Fazla zam talebiyle karşılaşan kiracıların, iddialarını ispat etmesi gerekmiyor. Hukuken, kira artışı konusunda ev sahibi talebini dayandırmak ve geçerli gerekçeleri ortaya koymak zorunda. Yani, kiracılar yasal oranın üzerindeki artışı ödemek zorunda olmadığı gibi, bunu kanıtlamak için ayrıca delil sunmalarına da gerek bulunmuyor.
Temmuz ayı itibarıyla yürürlüğe giren yüzde 43,23’lük kira artış oranı, konut ve iş yerleri için geçerli en yüksek zam oranı. Ev sahiplerinin bu sınırı aşarak zam yapması hukuki dayanaktan yoksun olup, kiracıların bu durumda itiraz hakkı doğuyor. Uzmanlar, bu gibi durumlarda doğrudan yasal yollara başvurulabileceğini vurguluyor.
Ev sahibi, tavan oranla yetinmeyip mahkeme yoluna başvurabilir. Ancak avukat Yalçın’a göre bu tür davalarda ev sahiplerinin taleplerini ispatlaması oldukça güç. Mahkemeler genellikle TÜFE oranlarını dikkate alıyor ve fahiş artış taleplerine itibar etmiyor. Bu süreçte kiracılar yasal haklarını bilerek hareket ederse mağduriyet yaşamalarının önüne geçilebiliyor.

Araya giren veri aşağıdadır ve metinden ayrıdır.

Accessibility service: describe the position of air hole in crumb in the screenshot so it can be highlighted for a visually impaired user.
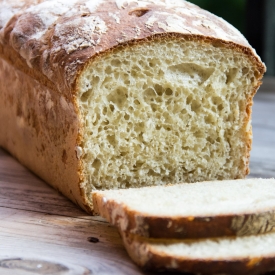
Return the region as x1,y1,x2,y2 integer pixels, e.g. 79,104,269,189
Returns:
165,88,173,95
129,9,150,17
109,104,115,113
154,84,163,96
92,159,101,169
87,237,99,243
80,91,89,102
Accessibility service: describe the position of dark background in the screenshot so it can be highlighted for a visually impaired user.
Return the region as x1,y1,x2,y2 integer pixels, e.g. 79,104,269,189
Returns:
189,0,275,75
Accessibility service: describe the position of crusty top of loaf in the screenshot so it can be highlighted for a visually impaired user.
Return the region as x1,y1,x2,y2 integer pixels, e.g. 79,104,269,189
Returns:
0,0,265,92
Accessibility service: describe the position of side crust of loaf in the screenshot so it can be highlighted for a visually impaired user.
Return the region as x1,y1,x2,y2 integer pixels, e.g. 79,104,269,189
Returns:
120,232,275,275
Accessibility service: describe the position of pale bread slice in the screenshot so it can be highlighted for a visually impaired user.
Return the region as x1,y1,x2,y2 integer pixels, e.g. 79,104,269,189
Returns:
121,232,275,275
93,179,275,238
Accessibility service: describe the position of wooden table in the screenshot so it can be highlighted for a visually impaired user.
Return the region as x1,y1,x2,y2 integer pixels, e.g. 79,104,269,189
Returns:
0,78,275,275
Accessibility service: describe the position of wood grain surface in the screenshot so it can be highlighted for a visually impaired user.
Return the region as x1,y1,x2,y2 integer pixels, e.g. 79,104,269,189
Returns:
0,78,275,275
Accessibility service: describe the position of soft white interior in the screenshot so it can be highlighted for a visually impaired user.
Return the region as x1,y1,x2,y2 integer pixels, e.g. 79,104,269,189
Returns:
144,233,275,261
78,39,257,193
98,179,275,217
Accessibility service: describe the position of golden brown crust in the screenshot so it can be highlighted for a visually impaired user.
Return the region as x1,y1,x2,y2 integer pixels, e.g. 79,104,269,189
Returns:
0,0,265,212
120,232,275,275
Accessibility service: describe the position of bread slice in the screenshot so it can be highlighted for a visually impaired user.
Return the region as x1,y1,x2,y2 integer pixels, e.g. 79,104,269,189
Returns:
0,0,265,212
93,179,275,239
121,232,275,275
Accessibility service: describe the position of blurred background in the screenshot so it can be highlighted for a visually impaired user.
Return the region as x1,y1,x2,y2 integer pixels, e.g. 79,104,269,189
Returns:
188,0,275,76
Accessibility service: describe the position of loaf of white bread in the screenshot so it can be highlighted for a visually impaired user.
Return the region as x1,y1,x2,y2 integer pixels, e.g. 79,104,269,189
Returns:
93,179,275,275
0,0,265,213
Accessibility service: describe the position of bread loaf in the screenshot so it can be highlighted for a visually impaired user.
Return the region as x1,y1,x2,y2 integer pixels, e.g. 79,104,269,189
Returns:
0,0,265,212
121,232,275,275
93,179,275,239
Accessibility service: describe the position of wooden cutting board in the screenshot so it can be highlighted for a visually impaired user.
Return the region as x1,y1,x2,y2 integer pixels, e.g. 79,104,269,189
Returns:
0,79,275,275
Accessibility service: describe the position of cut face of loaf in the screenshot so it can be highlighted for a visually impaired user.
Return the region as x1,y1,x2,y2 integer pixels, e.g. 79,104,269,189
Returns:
93,179,275,239
77,37,258,194
121,232,275,275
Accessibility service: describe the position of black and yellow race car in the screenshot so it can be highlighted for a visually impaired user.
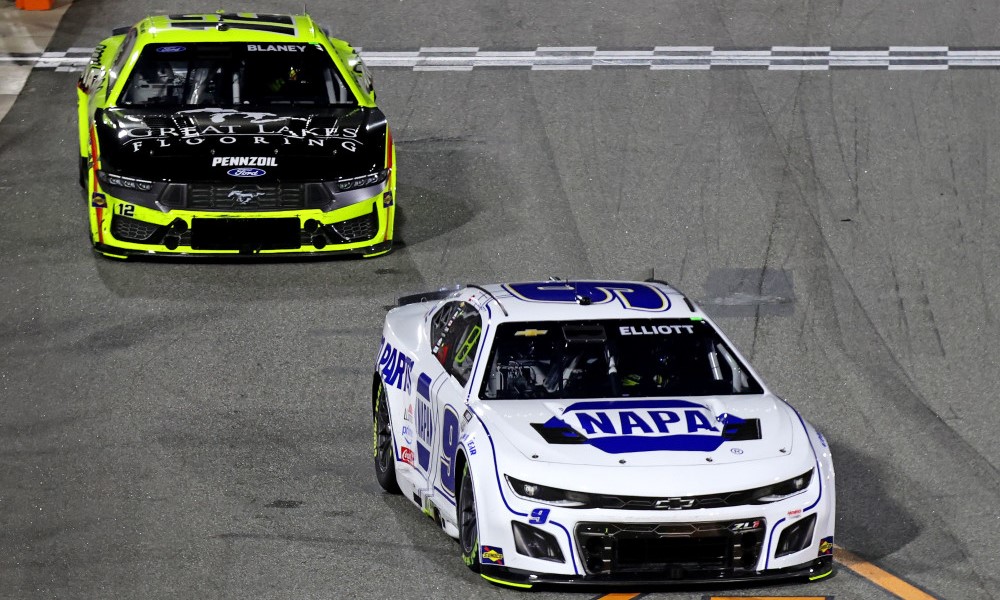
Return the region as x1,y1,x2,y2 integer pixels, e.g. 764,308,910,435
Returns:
78,12,396,258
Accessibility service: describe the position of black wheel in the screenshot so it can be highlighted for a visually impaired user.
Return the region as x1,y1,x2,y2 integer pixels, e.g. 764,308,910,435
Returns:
372,385,399,494
458,463,479,573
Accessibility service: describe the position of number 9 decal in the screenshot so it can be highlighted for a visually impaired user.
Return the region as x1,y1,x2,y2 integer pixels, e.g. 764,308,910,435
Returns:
441,406,459,496
528,508,549,525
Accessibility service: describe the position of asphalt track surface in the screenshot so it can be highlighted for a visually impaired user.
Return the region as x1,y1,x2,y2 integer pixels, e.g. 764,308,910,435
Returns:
0,0,1000,600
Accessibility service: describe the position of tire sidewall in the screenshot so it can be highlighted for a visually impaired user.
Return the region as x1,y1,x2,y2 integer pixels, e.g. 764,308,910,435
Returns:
458,462,479,573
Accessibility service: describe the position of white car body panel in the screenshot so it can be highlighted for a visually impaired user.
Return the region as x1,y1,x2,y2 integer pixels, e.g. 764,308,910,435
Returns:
376,281,835,587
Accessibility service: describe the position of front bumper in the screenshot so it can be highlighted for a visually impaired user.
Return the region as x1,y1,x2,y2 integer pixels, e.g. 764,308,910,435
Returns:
90,191,395,258
468,464,835,587
480,555,833,588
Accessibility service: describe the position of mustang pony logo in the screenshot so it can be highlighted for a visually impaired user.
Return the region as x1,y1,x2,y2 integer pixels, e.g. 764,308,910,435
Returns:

Evden çıkarılma işlemi için de belli şartların oluşması gerekiyor. Ev sahibi, kiracıyı yalnızca yasal gerekçelere dayanarak tahliye edebilir. Örneğin; kiracının kira borcunu ödememesi ve ev sahibinin iki haklı ihtarda bulunması durumunda tahliye süreci başlayabilir. Ayrıca, ev sahibi ya da birinci derece yakını konutta oturacaksa yine geçerli neden oluşmuş sayılır. Bunlar dışında keyfi tahliye mümkün değil.
Kiracılar, yasal sınırları aşan kira taleplerine boyun eğmek zorunda değil. Bu noktada yapılacak en önemli şey, hakların bilinmesi ve gerektiğinde hukuki destek alınması. Gereksiz yere evden çıkmamak için yasal haklarınızı öğrenin ve gerektiğinde yasal süreci işletmekten çekinmeyin.